LONDON, Dec 5 (Reuters) - Chilean miner Antofagasta ( ANFGF )
and Jiangxi Copper have agreed
significantly lower copper concentrate processing fees for 2025,
four sources with knowledge of the matter told Reuters on
Thursday.
The agreement between Antofagasta ( ANFGF ) and Jiangxi Copper for
treatment and refining charges (TC/RCs) of $21.25 a ton and
2.125 cents per pound represents a drop of 73.4% from the $80/8
cents industry benchmark for 2024, a sign of concerns about
sufficient availability of copper concentrate in the spot market
in 2025.
Antofagasta ( ANFGF ) declined to comment.

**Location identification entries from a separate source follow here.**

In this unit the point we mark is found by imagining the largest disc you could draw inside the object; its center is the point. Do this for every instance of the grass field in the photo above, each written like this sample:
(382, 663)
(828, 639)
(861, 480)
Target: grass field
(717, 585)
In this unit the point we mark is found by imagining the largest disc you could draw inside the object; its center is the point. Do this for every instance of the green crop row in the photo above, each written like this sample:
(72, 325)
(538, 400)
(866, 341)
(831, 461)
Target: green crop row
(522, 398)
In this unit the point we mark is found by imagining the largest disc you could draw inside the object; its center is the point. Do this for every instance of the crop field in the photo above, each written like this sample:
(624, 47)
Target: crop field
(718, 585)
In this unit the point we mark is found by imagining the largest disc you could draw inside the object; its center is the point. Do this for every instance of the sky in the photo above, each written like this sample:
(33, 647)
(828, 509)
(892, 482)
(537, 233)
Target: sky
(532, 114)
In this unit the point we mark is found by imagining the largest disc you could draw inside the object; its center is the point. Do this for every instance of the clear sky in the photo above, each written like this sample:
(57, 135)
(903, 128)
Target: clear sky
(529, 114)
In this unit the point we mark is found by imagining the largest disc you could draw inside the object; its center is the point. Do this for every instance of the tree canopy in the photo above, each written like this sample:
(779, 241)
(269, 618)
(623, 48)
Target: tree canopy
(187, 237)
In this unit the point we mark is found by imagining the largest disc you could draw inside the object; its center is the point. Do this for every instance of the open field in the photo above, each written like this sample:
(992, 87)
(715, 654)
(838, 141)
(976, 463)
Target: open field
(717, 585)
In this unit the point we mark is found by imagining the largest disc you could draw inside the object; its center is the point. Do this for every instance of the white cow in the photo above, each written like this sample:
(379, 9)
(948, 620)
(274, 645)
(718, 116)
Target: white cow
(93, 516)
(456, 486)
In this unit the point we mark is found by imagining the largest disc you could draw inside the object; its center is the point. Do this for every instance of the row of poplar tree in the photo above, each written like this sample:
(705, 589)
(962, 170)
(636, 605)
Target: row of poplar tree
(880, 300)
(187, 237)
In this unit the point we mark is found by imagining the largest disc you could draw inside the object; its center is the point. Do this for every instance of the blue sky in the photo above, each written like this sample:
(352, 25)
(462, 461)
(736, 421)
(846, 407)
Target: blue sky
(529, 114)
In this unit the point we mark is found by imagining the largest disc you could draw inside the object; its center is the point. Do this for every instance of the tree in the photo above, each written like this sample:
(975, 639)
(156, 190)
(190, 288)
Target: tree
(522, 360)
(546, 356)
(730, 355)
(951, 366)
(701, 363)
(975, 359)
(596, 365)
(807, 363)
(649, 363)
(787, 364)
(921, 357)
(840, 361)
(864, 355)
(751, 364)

Jiangxi Copper was not
immediately available for comment.
The fees, known as treatment and refining charges (TC/RCs),
a key source of revenue for smelters, paid by miners when they
sell concentrate, or semi-processed ore, to be refined into
metal.
The charges tend to fall when ore supply declines and rise
when more concentrate is available.
The fees agreed are lower than estimates in a Reuters poll of
industry participants last month, where charges were seen at a
15-year-low - between the high-$20s and mid-$30s a ton.
The first agreement between global copper miners and
smelters in China, the world's dominant processor, has often set
a benchmark for fees of other industry players in recent years.
However, this year, according to one of the sources, other
Chinese smelters are willing to negotiate their own fees with
slight changes to that reached between Antofagasta ( ANFGF ) and Jiangxi.
In the spot market, copper concentrate supply has tightened
this year due to unexpected mine operations disruptions and
rising smelting capacity, and the tightness is expected to
persist in 2025.
The copper concentrate deficit is expected to widen to
950,000 tons in 2025 from 1,600 tons in 2024, according to
analysts at Benchmark Mineral Intelligence (BMI).